Michael me enseñó que hasta los aeropuertos de la periferia más profunda de Alabama no eran un mal lugar para componer incluso un swing dulce. Que el alma puede alimentarse de rock and roll y que el oxígeno es reemplazable por una bocanada de jazz fresco.
Michael solía vender su alma al diablo todas las noches y al despertarse por la mañana siempre la recuperaba con polvos mágicos. Michael nunca me dejó probarlos.
Me dijo que el alma jamás se rompía, pero que podías espolvorear un poco de ella en todo lo que hacías. Michael sabía cómo llegar al corazón del mundo y hacerlo suyo.
Solía decir que la magia del mundo reside en nosotros mismos y que por eso no podemos verla. Que si estás ciego no ves algo aunque exista.
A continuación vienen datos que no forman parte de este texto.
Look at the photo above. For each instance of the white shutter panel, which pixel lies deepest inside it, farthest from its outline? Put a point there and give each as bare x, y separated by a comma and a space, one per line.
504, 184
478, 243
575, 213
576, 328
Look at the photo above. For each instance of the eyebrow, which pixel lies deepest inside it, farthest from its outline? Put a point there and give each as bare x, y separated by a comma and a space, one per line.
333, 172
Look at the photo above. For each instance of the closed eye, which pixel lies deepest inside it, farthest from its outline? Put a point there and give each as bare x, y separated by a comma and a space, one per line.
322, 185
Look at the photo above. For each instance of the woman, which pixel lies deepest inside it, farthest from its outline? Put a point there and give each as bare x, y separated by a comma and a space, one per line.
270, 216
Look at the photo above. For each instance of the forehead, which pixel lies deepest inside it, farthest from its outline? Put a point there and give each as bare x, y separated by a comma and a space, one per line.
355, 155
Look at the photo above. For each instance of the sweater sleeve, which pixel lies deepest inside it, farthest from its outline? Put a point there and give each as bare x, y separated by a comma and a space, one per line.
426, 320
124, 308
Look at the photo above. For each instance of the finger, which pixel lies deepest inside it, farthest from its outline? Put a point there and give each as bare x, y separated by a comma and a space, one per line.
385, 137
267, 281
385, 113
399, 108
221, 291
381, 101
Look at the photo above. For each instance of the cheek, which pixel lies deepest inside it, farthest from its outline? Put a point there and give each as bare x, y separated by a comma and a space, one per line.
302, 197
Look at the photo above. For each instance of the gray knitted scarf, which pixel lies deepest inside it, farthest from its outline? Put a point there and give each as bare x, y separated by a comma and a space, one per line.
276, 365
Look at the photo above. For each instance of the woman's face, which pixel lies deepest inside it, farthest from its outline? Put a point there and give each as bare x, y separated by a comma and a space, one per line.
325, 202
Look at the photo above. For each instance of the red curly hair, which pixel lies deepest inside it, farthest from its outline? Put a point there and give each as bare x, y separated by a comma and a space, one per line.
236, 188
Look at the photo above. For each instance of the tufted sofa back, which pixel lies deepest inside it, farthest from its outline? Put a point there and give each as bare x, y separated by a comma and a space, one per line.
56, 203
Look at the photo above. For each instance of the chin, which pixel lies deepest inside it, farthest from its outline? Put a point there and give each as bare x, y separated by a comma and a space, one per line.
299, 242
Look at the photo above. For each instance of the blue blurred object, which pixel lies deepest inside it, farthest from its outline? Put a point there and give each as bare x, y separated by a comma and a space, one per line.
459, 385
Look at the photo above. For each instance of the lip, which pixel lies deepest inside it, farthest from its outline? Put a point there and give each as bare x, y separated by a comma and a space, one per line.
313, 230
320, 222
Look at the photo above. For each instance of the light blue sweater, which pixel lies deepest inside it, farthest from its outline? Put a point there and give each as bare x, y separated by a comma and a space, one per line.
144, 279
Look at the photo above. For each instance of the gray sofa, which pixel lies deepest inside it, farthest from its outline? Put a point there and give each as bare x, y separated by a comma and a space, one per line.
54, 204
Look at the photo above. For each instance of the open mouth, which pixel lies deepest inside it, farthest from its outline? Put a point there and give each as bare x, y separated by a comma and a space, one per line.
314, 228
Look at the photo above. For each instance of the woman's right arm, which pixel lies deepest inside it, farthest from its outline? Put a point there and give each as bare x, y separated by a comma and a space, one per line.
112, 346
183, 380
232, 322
En las madrugadas de invierno yo solía beber un café con leche para mantenerme despierta mientras él improvisaba unos melancólicos y esqueléticos acordes para versionar una nueva canción de los Beatles. Los demás no importaban aunque estuvieran sentados al lado en el parquet.
Michael fumaba mucho, todos los días y todo lo que podía. Se llenaba el cuerpo de humo y lo expulsaba en forma de canción.
Defendía que el arte se crea para poder expresar aquello que no te cabe más en el corazón y que las palabras solo deslizan un soplo de ello por las rendijas. Que la gente normal no sabía dejarlo salir y explotaba. Explotaba en una mueca gris perpetua, en un abandono del mundo y en una apatía enfermiza.
La sonrisa de Michael no era de este mundo y es algo que he llegado a comprender años después, porque jamás he vuelto a ver una igual.